Ma allora, il Ministro della cultura della nazione italiana, di che sta mai parlando? Peraltro, da eminente personalità della destra italiana, oltre che da giornalista RAI (ancora prima di essere nominato Ministro, era Direttore della testata giornalistica del TG 2), dovrebbe ben sapere che il florido filone della “Fiction made in Italy” che ci accompagna ormai da vent’anni, capace di rinverdire la tradizione degli sceneggiati televisivi della RAI degli anni d’oro (fra i Sessanta e i Settanta), ha preso il via sul finire degli anni Novanta con l’approdo nel mondo RAI di politici e dirigenti provenienti da Alleanza Nazionale.

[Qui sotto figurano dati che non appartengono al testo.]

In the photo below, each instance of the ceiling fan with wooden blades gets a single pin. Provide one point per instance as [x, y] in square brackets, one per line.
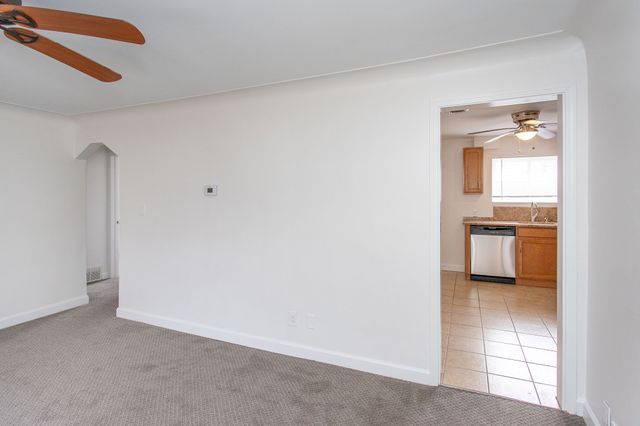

Intendiamoci: un’opera meritevole, che peraltro ha permesso al nostro paese di imporsi sul mercato internazionale, creando un format originale e distintivo per le serie televisive.

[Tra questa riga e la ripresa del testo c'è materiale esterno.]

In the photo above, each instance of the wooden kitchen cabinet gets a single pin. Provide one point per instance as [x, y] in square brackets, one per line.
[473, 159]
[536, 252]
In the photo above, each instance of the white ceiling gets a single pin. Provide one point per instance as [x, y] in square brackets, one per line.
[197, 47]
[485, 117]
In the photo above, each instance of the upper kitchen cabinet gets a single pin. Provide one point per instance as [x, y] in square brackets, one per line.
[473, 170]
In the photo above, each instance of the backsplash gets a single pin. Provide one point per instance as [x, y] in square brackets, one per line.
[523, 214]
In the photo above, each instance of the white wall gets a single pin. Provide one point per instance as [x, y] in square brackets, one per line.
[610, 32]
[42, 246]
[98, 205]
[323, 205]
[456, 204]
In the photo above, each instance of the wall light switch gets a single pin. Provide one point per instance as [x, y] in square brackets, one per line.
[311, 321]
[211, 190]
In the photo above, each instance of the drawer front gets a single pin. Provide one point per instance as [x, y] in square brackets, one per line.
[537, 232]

Esaltazione dei personaggi della storia nazionale, evocazione della triade Dio-Patria-Famiglia (chi non ricorda il bellissimo film di Mario Martone, “Noi credevamo” sulla mazziniana Giovine Italia?), i buoni sentimenti ispirati dalla fede cattolica (da “Don Matteo” a “Che Dio ci aiuti”), la famiglia tradizionale con la sua accogliente benevolenza (da “Nonno Libero” ai “Cesaroni”) … sono già gli ingredienti fondamentali della produzione cinematografica riconducibile al servizio pubblico italiano. Forse non si tratta di una matrice molto plurale, poiché presenta i segni inequivocabili di una concezione molto tradizionale della società. Ma non vi è dubbio che rappresenti una visione del mondo molto vicina al comune sentire degli italiani. E questo lo possiamo dire senza dover necessariamente evocare l’egemonia cultura gramsciana (sebbene si tratti di cultura “nazionalpopolare”, come lo stesso Gramsci potrebbe osservare).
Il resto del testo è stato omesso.